Гончаров вынужден чаще уединяться в своей небольшой петербургской квартире в доме N 3 по Моховой улице[209]. Уже стал и круг его ближайших друзей. Среди них мы видим Софью Александровну Никитенко, бывшую до конца жизни писателя его задушевным другом и помощницей в литературной работе, а также Варвару Лукинишну Лукьянову, которой Гончаров увлекался в молодости и акварельный портрет которой — «прежней, красивой, молодой» — неизменно держал на своем письменном столе. Близок в те годы Гончаров по-прежнему и с Майковыми, хотя бывает у них реже. С вниманием относится он к творчеству Аполлона Майкова. Не раз слушает на вечерах у Майковых и у себя его стихи, пишет ему письма, в которых дает тонкие и верные замечания о достоинстве и недостатках его стихов. В числе очень близких знакомых Гончарова — редактор «Вестника Европы» М. М. Стасюлевич, хотя впоследствии писатель и стал подозревать его в соучастии с Тургеневым в интригах против него.

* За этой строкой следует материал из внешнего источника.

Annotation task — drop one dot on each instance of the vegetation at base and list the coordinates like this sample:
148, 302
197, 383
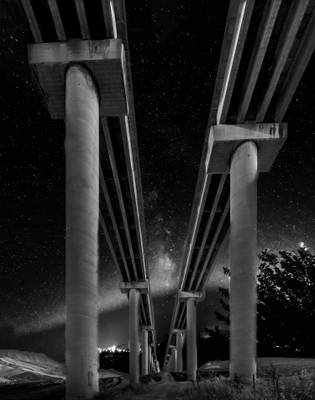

По-прежнему в те годы продолжались у Гончарова хорошие, не лишенные дружественности отношения с Некрасовым. «Сегодня гуляя, я зашел к Некрасову», — как о чем-то обычном говорит он в своем письме Ю. Д. Ефремовой от 15 мая 1874 года. Некрасов жил тогда на углу Литейного проспекта и Бассейной улицы, а Гончаров — на Моховой, то есть неподалеку.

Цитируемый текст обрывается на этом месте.